April 17, 2024 - 7:00am

Brussels authorities’ move to shut down this week’s NatCon gathering risks backfiring in spectacular fashion.

The conference, which was due to feature ex-Ukip leader Nigel Farage, Hungarian Prime Minister Viktor Orbán, and former home secretary Suella Braverman among others, had already been forced to change venues twice following activist pressure. On Tuesday morning, police shut down the event at NatCon’s third venue, Claridge, citing the risk of public disorder. The message seems to be that, if you’re a young person looking for rebellion against the powers-that-be, conservatism is your ticket to outrage.

Belgian authorities argued that the conference could not proceed as police would not be able to “protect free speech” at the event in light of a counter-protest due to take place, according to Tony Gilland, chief of staff at MCC Brussels, one of NatCon’s organisers. Apparently freedom of expression must be curtailed so as to… protect freedom of expression. Sadly, this Orwellian double-speak is now par for the course in these matters.

But it would be wrong to understand these censorious moves as a crackdown on radical, dangerous outsiders — an impression that both Leftist protesters and centrist authorities on one hand, and the national conservatives on the receiving end on the other, seem keen to advance.

Reporting in liberal outlets emphasises how NatCon is a gathering of “Right-wing extremism”. Really, it is something of a paper tiger. The evidence cited for radicalism amounts mainly to nasty words, or because the figures in question defend policies such as restrictions on migration — policies that are already part of European officialdom. After all, they don’t call it “Fortress Europe” for nothing.

So there is an element of shadow-play here. Politicians across the continent purvey double-speak on migration: even liberal parties rhetorically defend strict migration controls, all the while allowing the importation of cheap labourers, exposing their attachment to a low-wage economy. In this light, the censorship of NatCon only communicates the idea that certain policies may be implemented but never spoken about. Liberal cosmopolitanism is a mask that must remain firmly attached, however illiberal the reality.

Moreover, Right-populists have largely been absorbed by the EU, incorporated or co-opted by the establishment. They present no threat to European integration or to Nato, for instance, and instead are coming to occupy the centre of politics. The change to the face of Western politics as this process continues will be cultural and cosmetic, not structural or profound.
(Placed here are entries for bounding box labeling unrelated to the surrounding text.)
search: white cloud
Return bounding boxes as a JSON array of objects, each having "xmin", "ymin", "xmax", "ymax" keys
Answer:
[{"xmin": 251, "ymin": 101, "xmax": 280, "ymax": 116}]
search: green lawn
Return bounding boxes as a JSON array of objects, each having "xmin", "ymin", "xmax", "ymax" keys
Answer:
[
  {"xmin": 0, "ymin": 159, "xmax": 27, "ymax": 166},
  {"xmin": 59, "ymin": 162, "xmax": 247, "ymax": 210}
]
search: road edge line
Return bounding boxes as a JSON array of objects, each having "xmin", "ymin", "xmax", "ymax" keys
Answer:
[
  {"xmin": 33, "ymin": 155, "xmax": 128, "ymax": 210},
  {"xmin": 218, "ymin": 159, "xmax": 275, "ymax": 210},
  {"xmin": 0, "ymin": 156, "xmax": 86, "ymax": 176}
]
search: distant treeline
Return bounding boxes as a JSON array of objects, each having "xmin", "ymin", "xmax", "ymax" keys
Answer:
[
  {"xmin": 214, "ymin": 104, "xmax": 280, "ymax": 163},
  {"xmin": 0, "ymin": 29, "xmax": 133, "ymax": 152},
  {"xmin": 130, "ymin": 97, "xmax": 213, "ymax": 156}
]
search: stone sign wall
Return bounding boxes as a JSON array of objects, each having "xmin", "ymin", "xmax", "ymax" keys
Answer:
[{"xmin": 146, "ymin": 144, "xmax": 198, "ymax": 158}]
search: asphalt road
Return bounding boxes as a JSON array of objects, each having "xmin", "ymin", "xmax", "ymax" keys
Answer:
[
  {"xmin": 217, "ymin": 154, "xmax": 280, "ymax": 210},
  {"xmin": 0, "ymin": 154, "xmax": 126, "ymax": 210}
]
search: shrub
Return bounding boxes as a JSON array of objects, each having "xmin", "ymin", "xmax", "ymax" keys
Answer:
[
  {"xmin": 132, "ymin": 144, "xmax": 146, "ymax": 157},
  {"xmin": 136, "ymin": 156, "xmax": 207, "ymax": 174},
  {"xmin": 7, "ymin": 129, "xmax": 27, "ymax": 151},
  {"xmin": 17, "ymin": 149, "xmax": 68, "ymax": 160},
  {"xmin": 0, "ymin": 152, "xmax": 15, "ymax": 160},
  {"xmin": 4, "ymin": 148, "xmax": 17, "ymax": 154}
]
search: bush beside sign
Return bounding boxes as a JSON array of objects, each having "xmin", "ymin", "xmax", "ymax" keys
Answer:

What is really at stake is that the censorship machine continues to grow. For example, NatCon’s shutdown follows last week’s cancellation of the Palestine Congress in Berlin — and a whole raft of absurd clampdowns on Palestinian advocacy in Germany. Here too, pro-Palestinian activists can claim the mantle of radical outsiders — special victims of censorship — thus justifying their cause. The cachet associated with being the object of censorship might even be in danger of losing value.

But how many pro-Palestine activists will defend Farage et al.’s right to hold a conference? And will that same right to freedom of expression be extended by conservatives to the former?

What is at issue, irrespective of the political content of one side or the other, is that no one should be empowered to decide what you can and cannot hear. Common cause must be made to defend freedom. Because, from the no-platforming of speakers, to the shutting down of events, to the growing power of the “disinformation complex”, freedom of expression is under serious threat.

As the establishment feels its legitimacy slipping away, day after day, its symptomatic responses grow. Neoliberal Order Breakdown Syndrome is real. The dangerous extremists are, in fact, the centrists.


Alex Hochuli is a writer based in São Paulo. He hosts the Aufhebunga Bunga podcast and is co-author of The End of the End of History: Politics in the 21st Century.